I do not like this. Not one little bit. I’ll be walking right into the spider’s web. A most sinister and distasteful spider at that. But to be fair the plan does have its merits. It improves the odds of successfully catching Morinth and limits the chances of civilian casualties. But I still don’t like it. Nevertheless, this is Samara’s mission, and her plan is the most sound. We’ll do it her way. Garrus is furious at being left out, and insists on covering me from a discreet distance the whole time. I’ve agreed, on the grounds that he take every precaution against detection and hold fire unless absolutely necessary. This kill is rightfully Samara’s.

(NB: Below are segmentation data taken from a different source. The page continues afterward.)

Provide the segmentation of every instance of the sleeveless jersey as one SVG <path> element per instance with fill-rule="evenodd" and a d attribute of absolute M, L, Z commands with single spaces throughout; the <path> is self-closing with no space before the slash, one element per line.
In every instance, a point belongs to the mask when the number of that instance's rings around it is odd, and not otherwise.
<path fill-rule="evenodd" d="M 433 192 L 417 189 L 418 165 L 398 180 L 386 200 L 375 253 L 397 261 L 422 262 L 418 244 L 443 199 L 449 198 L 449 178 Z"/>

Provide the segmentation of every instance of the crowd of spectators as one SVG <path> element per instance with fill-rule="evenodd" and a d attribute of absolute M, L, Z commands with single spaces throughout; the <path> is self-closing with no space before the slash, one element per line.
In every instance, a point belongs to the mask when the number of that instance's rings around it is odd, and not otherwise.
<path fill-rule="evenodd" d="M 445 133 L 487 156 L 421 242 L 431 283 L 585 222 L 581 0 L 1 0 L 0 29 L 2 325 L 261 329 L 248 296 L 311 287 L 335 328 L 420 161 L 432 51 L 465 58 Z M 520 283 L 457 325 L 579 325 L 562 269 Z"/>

--> Mission complete. The Spider is dead. Making an impression on Morinth was a breeze. Lulling her into a state of greedy assurance was easy. The hard part was resisting the impulse to break her neck the moment I was within arm’s reach. I understand now another reason why Samara chose the plan she did. It wasn’t just to protect bystanders or put Morinth off-guard. It was a trial; giving Morinth one last chance to prove herself to be other than a murderer. But Morinth failed the test. She took the bait and sought to devour the proffered victim. Samara then concluded her four-hundred-year mission, and killed her daughter in single combat.

I have no children of my own. What must it mean to Samara, I cannot imagine. There is nothing I can say to ease the pain. Samara has done the only thing that could be done. It should never have needed to be.

But justice is now served. The Monster is destroyed, and the dead now can rest in peace.